= The 14 Hour Technicolor Dream =

1967 fundraising concert held in London, U.K

The 14 Hour Technicolor Dream was a concert held in the Great Hall of the Alexandra Palace, London, on 29 April 1967. The fund-raising concert for the counterculture paper International Times was organised by Barry Miles, John "Hoppy" Hopkins, David Howson, Mike McInnerney and Jack Henry Moore. It was part-documented by Peter Whitehead in a film called Tonite Let's All Make Love in London.

==History==
At the time, The 14 Hour Technicolor Dream was described as a multi-artist event, featuring poets, artists and musicians. Pink Floyd headlined the event; other artists billed included: the Crazy World of Arthur Brown, One In A Million, Soft Machine, the Move, Tomorrow, the Pretty Things, Jimmy Powell & the Five Dimensions, Pete Townshend, John's Children, Alexis Korner, Social Deviants, the Purple Gang, Champion Jack Dupree, Graham Bond, Savoy Brown, Ginger Johnson and his African conga drummers, the Creation, Denny Laine, the Block, the Cat, the Flies, Charlie Browns Clowns, Glo Macari and the Big Three, Gary Farr, the Interference, Jacobs Ladder Construction Company, Pale Fire, Ron Geesin, Lincoln Folk Group, Mike Horovitz, Poison Bellows, Christopher Logue, Robert C. Randall, Suzy Creamcheese, Sam Gopal's Dream, Giant Sun Trolley, Simon Vinkenoog, Jean Jaques Lavel, the Stalkers, Utterly Incredible Too Long Ago To Remember Sometimes Shouting At People, Barry Fantoni, Noel Murphy, Dick Gregory, Graham Stevens and Yoko Ono. In the audience watching Ono's performance art that night was John Lennon who attended the event with his friend John Dunbar. Lennon had met Ono half a year earlier, on 7 November 1966, when he attended a private preview of an exhibition of her work entitled "Unfinished Paintings and Objects" at Dunbar's Indica Gallery. Richard Thompson describes attending (shortly before playing his first show with Fairport Convention) in his autobiographical book, Beeswing.

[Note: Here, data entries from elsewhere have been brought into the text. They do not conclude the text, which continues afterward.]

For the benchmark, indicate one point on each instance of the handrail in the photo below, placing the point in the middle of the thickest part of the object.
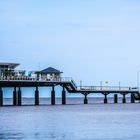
(114, 88)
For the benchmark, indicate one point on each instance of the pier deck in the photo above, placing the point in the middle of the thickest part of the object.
(69, 85)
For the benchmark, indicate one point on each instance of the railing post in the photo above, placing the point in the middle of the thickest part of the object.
(123, 99)
(63, 96)
(53, 96)
(85, 99)
(115, 98)
(132, 98)
(14, 96)
(19, 96)
(36, 96)
(1, 97)
(105, 99)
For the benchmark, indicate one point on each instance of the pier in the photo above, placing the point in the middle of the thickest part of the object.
(69, 86)
(50, 77)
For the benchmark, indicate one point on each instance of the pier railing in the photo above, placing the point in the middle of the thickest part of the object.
(106, 88)
(27, 78)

There were two main stages inside the hall, with a smaller central stage designed for poets, performance artists, jugglers, dancers including The Tribe of the Sacred Mushroom), Philippine dancer David Medalla and The Exploding Galaxy Dance Troupe. The largest stage for the main events, constructed along the rear wall, was flanked by the large glass windows of the Palace. Light shows and strobes lit up every inch of available space from a massive light tower at the center of the hall. Underground films, (most notably the Flaming Creatures) were screened on white sheets taped to scaffolding. The center piece was a helter skelter which was rented for the night.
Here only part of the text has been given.